The way I do 60-100 is to try to replicate what the technique would be if tested according to the protocols used in the various car mags like Car and Driver, Road and Track, etc. To do that you have to assume that it is an actual launch from a dead stop, like a drag srip launch, but you actually begin the run up in 4th gear slightly above 3,000 rpm. Go WOT there, so you are acutally cooking on full boost well before you get to 60 mph. Then be ready to hit the start button on your stopwatch as your speedometer needle hits 60 and then hit it again when you hit 100. You can experiment and see if you want to hold it in 4th gear, or make a flat shift into 5th at 6,000 rpm. It works out about the same for me, because the time to make the shift cuts the benefit you get from getting back into the fat part of the power band. Try it that way.

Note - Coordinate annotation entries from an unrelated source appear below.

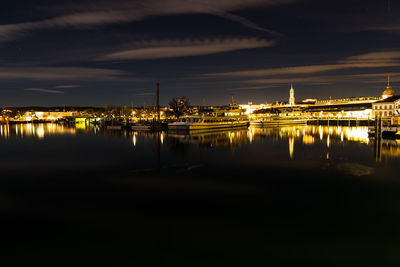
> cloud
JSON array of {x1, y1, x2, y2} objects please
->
[
  {"x1": 0, "y1": 67, "x2": 129, "y2": 81},
  {"x1": 227, "y1": 86, "x2": 280, "y2": 91},
  {"x1": 98, "y1": 38, "x2": 276, "y2": 61},
  {"x1": 243, "y1": 76, "x2": 340, "y2": 86},
  {"x1": 205, "y1": 51, "x2": 400, "y2": 77},
  {"x1": 25, "y1": 88, "x2": 64, "y2": 94},
  {"x1": 0, "y1": 0, "x2": 299, "y2": 42}
]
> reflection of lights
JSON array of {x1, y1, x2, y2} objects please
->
[
  {"x1": 36, "y1": 125, "x2": 44, "y2": 139},
  {"x1": 247, "y1": 128, "x2": 255, "y2": 144},
  {"x1": 289, "y1": 137, "x2": 294, "y2": 159},
  {"x1": 303, "y1": 135, "x2": 315, "y2": 145}
]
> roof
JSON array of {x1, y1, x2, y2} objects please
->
[{"x1": 374, "y1": 95, "x2": 400, "y2": 104}]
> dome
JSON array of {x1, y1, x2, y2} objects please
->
[{"x1": 382, "y1": 85, "x2": 394, "y2": 98}]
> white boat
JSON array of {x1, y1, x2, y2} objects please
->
[
  {"x1": 250, "y1": 116, "x2": 307, "y2": 126},
  {"x1": 168, "y1": 115, "x2": 249, "y2": 131}
]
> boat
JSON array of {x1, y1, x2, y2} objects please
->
[
  {"x1": 368, "y1": 126, "x2": 400, "y2": 139},
  {"x1": 250, "y1": 116, "x2": 307, "y2": 127},
  {"x1": 168, "y1": 115, "x2": 249, "y2": 131}
]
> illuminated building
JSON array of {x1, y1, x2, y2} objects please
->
[
  {"x1": 372, "y1": 75, "x2": 400, "y2": 117},
  {"x1": 372, "y1": 96, "x2": 400, "y2": 117},
  {"x1": 289, "y1": 84, "x2": 295, "y2": 106},
  {"x1": 382, "y1": 75, "x2": 394, "y2": 99}
]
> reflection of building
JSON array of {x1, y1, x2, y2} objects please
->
[
  {"x1": 372, "y1": 76, "x2": 400, "y2": 117},
  {"x1": 289, "y1": 84, "x2": 295, "y2": 106}
]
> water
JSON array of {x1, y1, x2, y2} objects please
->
[{"x1": 0, "y1": 124, "x2": 400, "y2": 266}]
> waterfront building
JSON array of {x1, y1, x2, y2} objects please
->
[
  {"x1": 372, "y1": 75, "x2": 400, "y2": 118},
  {"x1": 289, "y1": 84, "x2": 295, "y2": 106},
  {"x1": 372, "y1": 96, "x2": 400, "y2": 117},
  {"x1": 315, "y1": 96, "x2": 381, "y2": 106}
]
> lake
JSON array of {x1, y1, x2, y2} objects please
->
[{"x1": 0, "y1": 124, "x2": 400, "y2": 266}]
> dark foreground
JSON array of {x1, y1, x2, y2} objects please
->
[{"x1": 0, "y1": 125, "x2": 400, "y2": 266}]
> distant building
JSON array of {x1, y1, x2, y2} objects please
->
[
  {"x1": 315, "y1": 96, "x2": 380, "y2": 106},
  {"x1": 372, "y1": 96, "x2": 400, "y2": 117},
  {"x1": 382, "y1": 74, "x2": 394, "y2": 99},
  {"x1": 289, "y1": 84, "x2": 295, "y2": 106}
]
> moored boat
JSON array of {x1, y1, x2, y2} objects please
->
[
  {"x1": 250, "y1": 116, "x2": 307, "y2": 127},
  {"x1": 168, "y1": 116, "x2": 249, "y2": 131}
]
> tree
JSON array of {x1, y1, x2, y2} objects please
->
[{"x1": 169, "y1": 96, "x2": 190, "y2": 118}]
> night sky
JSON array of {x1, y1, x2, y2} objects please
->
[{"x1": 0, "y1": 0, "x2": 400, "y2": 107}]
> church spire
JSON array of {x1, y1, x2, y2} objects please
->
[{"x1": 289, "y1": 83, "x2": 295, "y2": 106}]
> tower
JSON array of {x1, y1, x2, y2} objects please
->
[
  {"x1": 382, "y1": 74, "x2": 394, "y2": 99},
  {"x1": 289, "y1": 83, "x2": 294, "y2": 106}
]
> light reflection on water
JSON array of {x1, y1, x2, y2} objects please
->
[
  {"x1": 0, "y1": 123, "x2": 76, "y2": 139},
  {"x1": 0, "y1": 123, "x2": 400, "y2": 159}
]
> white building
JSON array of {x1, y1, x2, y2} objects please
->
[
  {"x1": 289, "y1": 84, "x2": 295, "y2": 106},
  {"x1": 372, "y1": 96, "x2": 400, "y2": 117}
]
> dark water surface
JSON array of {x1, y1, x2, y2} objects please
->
[{"x1": 0, "y1": 124, "x2": 400, "y2": 266}]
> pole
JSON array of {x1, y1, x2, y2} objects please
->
[{"x1": 157, "y1": 82, "x2": 160, "y2": 123}]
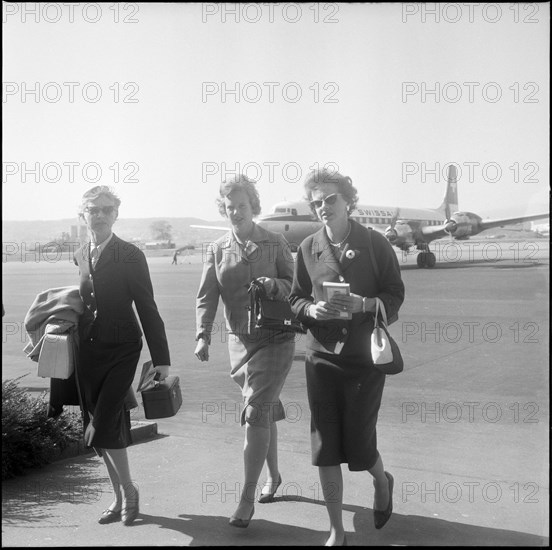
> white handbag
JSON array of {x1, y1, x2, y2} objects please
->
[
  {"x1": 370, "y1": 298, "x2": 404, "y2": 374},
  {"x1": 38, "y1": 333, "x2": 74, "y2": 380}
]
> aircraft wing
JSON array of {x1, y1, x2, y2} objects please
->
[
  {"x1": 420, "y1": 212, "x2": 549, "y2": 242},
  {"x1": 479, "y1": 214, "x2": 550, "y2": 231},
  {"x1": 190, "y1": 225, "x2": 230, "y2": 231}
]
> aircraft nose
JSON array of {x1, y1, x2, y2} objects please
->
[{"x1": 385, "y1": 227, "x2": 397, "y2": 243}]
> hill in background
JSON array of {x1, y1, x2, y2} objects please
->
[{"x1": 2, "y1": 218, "x2": 229, "y2": 247}]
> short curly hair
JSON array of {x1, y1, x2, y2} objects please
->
[
  {"x1": 303, "y1": 168, "x2": 358, "y2": 216},
  {"x1": 216, "y1": 174, "x2": 261, "y2": 217},
  {"x1": 79, "y1": 185, "x2": 121, "y2": 216}
]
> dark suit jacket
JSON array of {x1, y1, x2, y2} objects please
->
[
  {"x1": 75, "y1": 235, "x2": 170, "y2": 365},
  {"x1": 290, "y1": 220, "x2": 404, "y2": 360}
]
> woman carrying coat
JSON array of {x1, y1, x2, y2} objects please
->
[
  {"x1": 290, "y1": 170, "x2": 404, "y2": 546},
  {"x1": 75, "y1": 185, "x2": 170, "y2": 525},
  {"x1": 195, "y1": 175, "x2": 295, "y2": 527}
]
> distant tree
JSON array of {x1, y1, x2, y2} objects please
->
[{"x1": 150, "y1": 220, "x2": 172, "y2": 241}]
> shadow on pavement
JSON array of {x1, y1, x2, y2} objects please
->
[{"x1": 125, "y1": 497, "x2": 548, "y2": 546}]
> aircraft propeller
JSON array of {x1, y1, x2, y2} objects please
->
[{"x1": 385, "y1": 208, "x2": 401, "y2": 243}]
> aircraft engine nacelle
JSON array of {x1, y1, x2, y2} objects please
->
[{"x1": 445, "y1": 212, "x2": 482, "y2": 239}]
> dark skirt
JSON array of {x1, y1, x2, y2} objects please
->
[
  {"x1": 305, "y1": 352, "x2": 385, "y2": 471},
  {"x1": 78, "y1": 340, "x2": 142, "y2": 449}
]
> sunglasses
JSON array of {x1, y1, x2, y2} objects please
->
[
  {"x1": 83, "y1": 206, "x2": 115, "y2": 216},
  {"x1": 310, "y1": 193, "x2": 341, "y2": 208}
]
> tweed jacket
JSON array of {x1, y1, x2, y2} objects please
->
[
  {"x1": 74, "y1": 235, "x2": 170, "y2": 365},
  {"x1": 290, "y1": 220, "x2": 404, "y2": 361},
  {"x1": 196, "y1": 224, "x2": 293, "y2": 343}
]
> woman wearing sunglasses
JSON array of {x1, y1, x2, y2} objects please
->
[
  {"x1": 195, "y1": 174, "x2": 295, "y2": 528},
  {"x1": 290, "y1": 170, "x2": 404, "y2": 546},
  {"x1": 75, "y1": 185, "x2": 170, "y2": 525}
]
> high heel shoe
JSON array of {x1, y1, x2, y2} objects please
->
[
  {"x1": 121, "y1": 494, "x2": 140, "y2": 525},
  {"x1": 98, "y1": 509, "x2": 121, "y2": 525},
  {"x1": 374, "y1": 472, "x2": 395, "y2": 529},
  {"x1": 258, "y1": 475, "x2": 282, "y2": 504},
  {"x1": 228, "y1": 506, "x2": 255, "y2": 529}
]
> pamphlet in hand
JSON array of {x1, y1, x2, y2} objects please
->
[
  {"x1": 136, "y1": 361, "x2": 157, "y2": 391},
  {"x1": 322, "y1": 281, "x2": 353, "y2": 319}
]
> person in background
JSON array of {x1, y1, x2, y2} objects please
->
[
  {"x1": 195, "y1": 175, "x2": 295, "y2": 527},
  {"x1": 290, "y1": 170, "x2": 404, "y2": 546},
  {"x1": 75, "y1": 185, "x2": 170, "y2": 525}
]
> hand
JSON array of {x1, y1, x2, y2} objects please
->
[
  {"x1": 194, "y1": 338, "x2": 209, "y2": 361},
  {"x1": 308, "y1": 301, "x2": 342, "y2": 321},
  {"x1": 257, "y1": 277, "x2": 278, "y2": 296},
  {"x1": 153, "y1": 365, "x2": 171, "y2": 380},
  {"x1": 84, "y1": 415, "x2": 96, "y2": 447},
  {"x1": 330, "y1": 293, "x2": 368, "y2": 313}
]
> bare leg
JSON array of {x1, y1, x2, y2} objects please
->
[
  {"x1": 234, "y1": 422, "x2": 270, "y2": 519},
  {"x1": 103, "y1": 452, "x2": 123, "y2": 512},
  {"x1": 263, "y1": 422, "x2": 280, "y2": 493},
  {"x1": 318, "y1": 465, "x2": 345, "y2": 546},
  {"x1": 103, "y1": 449, "x2": 138, "y2": 508},
  {"x1": 368, "y1": 456, "x2": 389, "y2": 510}
]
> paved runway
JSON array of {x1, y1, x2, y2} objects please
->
[{"x1": 2, "y1": 240, "x2": 549, "y2": 546}]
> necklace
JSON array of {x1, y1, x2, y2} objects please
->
[{"x1": 328, "y1": 224, "x2": 351, "y2": 248}]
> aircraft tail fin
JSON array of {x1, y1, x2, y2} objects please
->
[{"x1": 437, "y1": 164, "x2": 458, "y2": 220}]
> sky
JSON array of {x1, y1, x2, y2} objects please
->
[{"x1": 2, "y1": 2, "x2": 550, "y2": 220}]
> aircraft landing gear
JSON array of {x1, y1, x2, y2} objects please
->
[{"x1": 416, "y1": 251, "x2": 437, "y2": 268}]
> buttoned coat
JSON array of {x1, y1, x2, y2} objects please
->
[
  {"x1": 196, "y1": 224, "x2": 293, "y2": 342},
  {"x1": 75, "y1": 234, "x2": 170, "y2": 365},
  {"x1": 290, "y1": 220, "x2": 404, "y2": 362}
]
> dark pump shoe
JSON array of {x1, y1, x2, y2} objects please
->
[
  {"x1": 98, "y1": 510, "x2": 121, "y2": 525},
  {"x1": 228, "y1": 506, "x2": 255, "y2": 529},
  {"x1": 259, "y1": 475, "x2": 282, "y2": 504},
  {"x1": 374, "y1": 472, "x2": 395, "y2": 529}
]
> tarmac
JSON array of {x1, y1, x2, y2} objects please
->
[{"x1": 2, "y1": 244, "x2": 549, "y2": 547}]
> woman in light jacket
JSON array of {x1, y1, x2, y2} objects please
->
[{"x1": 195, "y1": 175, "x2": 295, "y2": 527}]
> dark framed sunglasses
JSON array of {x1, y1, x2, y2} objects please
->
[
  {"x1": 310, "y1": 193, "x2": 341, "y2": 209},
  {"x1": 83, "y1": 206, "x2": 115, "y2": 216}
]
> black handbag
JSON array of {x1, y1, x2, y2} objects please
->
[{"x1": 247, "y1": 279, "x2": 307, "y2": 334}]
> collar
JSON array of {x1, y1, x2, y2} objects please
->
[
  {"x1": 90, "y1": 231, "x2": 114, "y2": 258},
  {"x1": 220, "y1": 222, "x2": 270, "y2": 248}
]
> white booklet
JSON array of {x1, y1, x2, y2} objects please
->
[{"x1": 322, "y1": 281, "x2": 353, "y2": 319}]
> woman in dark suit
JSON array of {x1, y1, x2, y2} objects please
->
[
  {"x1": 75, "y1": 186, "x2": 170, "y2": 525},
  {"x1": 195, "y1": 175, "x2": 295, "y2": 527},
  {"x1": 290, "y1": 170, "x2": 404, "y2": 546}
]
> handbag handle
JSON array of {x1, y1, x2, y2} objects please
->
[
  {"x1": 374, "y1": 296, "x2": 387, "y2": 328},
  {"x1": 247, "y1": 279, "x2": 268, "y2": 300}
]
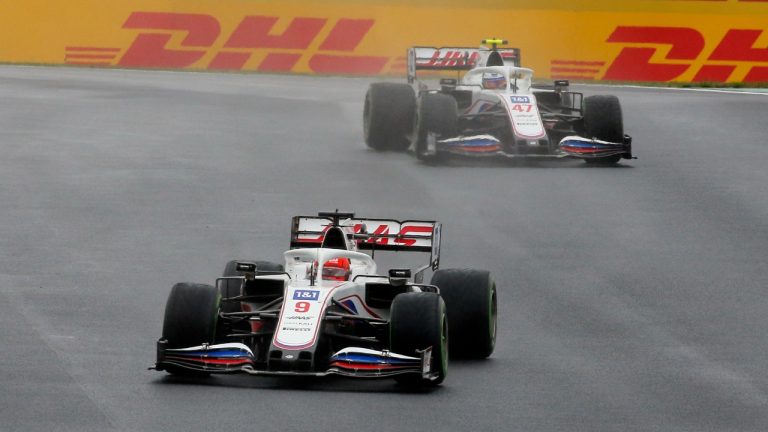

My G-Tech Pro RR accelerometer produces identical numbers to that technique, but does require a full launch from first gear to data log and produce the chart. BTW: The better car mags who have automotive engineers doing the testing typically use digital accelerometers to gather the metrics rather than drag strip timers, which could not give you all of those intermediate time, speed, distance intervals. The accelerometers they use are a bit more advanced (and more expensive) than the current generation G-Tech i use, but the results are very close (usually within one tenth of a second). A good acceleometer is an excellent tuning tool, iMHO.
A pure stock gen 1 would typically cover that speed interval using the same technique in the 7.7-8.0 range depending on conditions. A gen 2 similar but maybe a tenth or so slower. Hope this helps.